O dia vai descendo sua cortina e o entardecer pelo sertão nos traz um desbunde de variações cromáticas. O infinito ganha tons laranjas, róseos, como se diz nas bandas de cá e o espetáculo chega ao seu cume, quando os olhos mareados encontram entre os seixos e o cromo aveludados em mil tons acinzentados, terrosos, o verde esmeralda do Velho e terno, Chico, sim, Rio São Francisco, explode. Depois de adentramos uma picada, uma estrada de barro, sobre os assobios agudizados e olhos que nos espiam nos galhos que a caatinga desenha, depois de atravessarmos os rios intermitentes, secos nessa época, o fôlego nos permite mais um segundo, um “oceano” doce e verdejante nos embriaga, tínhamos certeza de que aquele lugar era um portal. Ilha do Ferro, entre poucas ruas que se desenham numa equação única, cheia de uma matemática nada provável e casas que perfilam no transcorrer de nossa passagem, entre uma e outra marcadas com a Cruz num sinal do amor, arrependimento, fé, humildade, misericórdia, resistência, sinceridade e verdade, de famílias da ordem cristã, são um convite a um mapa afetivo, os desenhos fixados em nossa frente tem colorações que vão se modulando e o sobro dos ventos ergue o calor de um abraço amoroso.

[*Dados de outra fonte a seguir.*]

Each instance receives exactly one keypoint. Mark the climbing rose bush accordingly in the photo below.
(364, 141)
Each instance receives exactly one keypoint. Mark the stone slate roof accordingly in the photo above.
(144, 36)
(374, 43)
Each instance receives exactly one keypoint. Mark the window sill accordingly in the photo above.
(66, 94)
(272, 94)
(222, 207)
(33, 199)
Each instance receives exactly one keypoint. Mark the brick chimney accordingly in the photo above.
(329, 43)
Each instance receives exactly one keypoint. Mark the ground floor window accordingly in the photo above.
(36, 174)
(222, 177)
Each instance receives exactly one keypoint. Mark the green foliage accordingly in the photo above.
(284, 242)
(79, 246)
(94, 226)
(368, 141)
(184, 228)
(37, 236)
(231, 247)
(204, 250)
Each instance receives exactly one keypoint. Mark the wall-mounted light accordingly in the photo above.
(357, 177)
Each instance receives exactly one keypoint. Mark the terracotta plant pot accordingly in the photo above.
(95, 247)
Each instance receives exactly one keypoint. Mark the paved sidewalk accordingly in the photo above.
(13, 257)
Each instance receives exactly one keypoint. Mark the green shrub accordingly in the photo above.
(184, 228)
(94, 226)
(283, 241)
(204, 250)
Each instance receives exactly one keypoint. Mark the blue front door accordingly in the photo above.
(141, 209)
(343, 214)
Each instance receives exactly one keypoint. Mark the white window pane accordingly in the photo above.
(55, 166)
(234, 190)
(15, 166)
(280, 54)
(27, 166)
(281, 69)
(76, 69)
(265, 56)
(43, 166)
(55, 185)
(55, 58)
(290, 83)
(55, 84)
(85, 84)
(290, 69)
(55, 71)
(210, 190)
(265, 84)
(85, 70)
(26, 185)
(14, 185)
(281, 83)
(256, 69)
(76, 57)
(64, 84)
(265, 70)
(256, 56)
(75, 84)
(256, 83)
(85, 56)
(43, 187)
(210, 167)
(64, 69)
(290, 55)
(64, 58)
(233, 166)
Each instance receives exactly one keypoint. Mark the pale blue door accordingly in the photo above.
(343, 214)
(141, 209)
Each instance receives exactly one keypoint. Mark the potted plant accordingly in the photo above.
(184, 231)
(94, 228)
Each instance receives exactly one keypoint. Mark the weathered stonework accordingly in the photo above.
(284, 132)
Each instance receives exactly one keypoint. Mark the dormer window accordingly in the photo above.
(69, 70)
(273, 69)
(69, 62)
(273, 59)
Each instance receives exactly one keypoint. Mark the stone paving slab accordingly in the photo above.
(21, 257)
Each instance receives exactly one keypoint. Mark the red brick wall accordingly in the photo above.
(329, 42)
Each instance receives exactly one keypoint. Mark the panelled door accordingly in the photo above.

Chegar aqui é como encontrar o desejado, um aconchego, um colo, o tempo não se mensura na hora do bater dos pinos, mas nos acordes das mãos dos pescadores, no vai e vem das marolas provocadas pelos barcos na busca dos curimatãs-pacus, carinhosamente chamados de xiras, nas mãos das senhoras que esfregam as roupas nas águas mornas, enquanto crianças brincam com tanta intimidade e respeito por essa imensidão. Na nossa morada por esses dias, uma casa cujo nome nos leva as alturas, Estrelinha, abrimos a nossa esperança, os passos nos permitiam uma passarela munida de uma galeria de artesania concreta, a visão era emoldurada por portais que estavam ornados com objetos com traços multicoloridos, mimos por todos os lados, um perfume estava no ar e o desenho do horizonte nos dimensionava os altos a distância que criavam um vale único, entremeando o Chico. Assim é esse lugar, cheio de meiguice, de ternas lembranças, de retorno ao lar. Dalton, Maria Amélia e Joana traçam aqui uma curadoria, um projeto de vida excepcional, dando ternura, elegância ao contorno de tantos artistas.

RESPIRANDO ARTE

Ilha do Ferro é um tributo a arte a céu aberto que foi esculpido sem pretensões e devido a isso nos permite um passeio tranquilo, sem pressa. Quero avisar, nada aqui está pinçado na velocidade, mas sim, no compasso de um caminho suave. As portas de cada residência emergem talhas, canivetes afiados no corte da madeira trazida dos galhos que se dobram nas veredas, e elas não perecem, mas ganham vida, entre as lascas que se modulam em obras de arte. Pelo sol intenso e na resistência , na afinidade por esse solo, nasce aqui uma florzinha, a Boa Noite que de singela só tem a aparência, mas como o seu povo é forte e resiliente, cresce bela, em tons incrivelmente fortes, num solo rústico, ela desenvolve e pelas linhas e traçados de mãos sagazes, emergem em um bordado a sua honra e as senhoras não cansam fazer, embaladas em suas cadeiras postas no meio da praça local ou em suas calçadas, caminhos de mesa, paninhos de pratos, alvos e coloridos são tecidos enquanto a última notícia local é comentada.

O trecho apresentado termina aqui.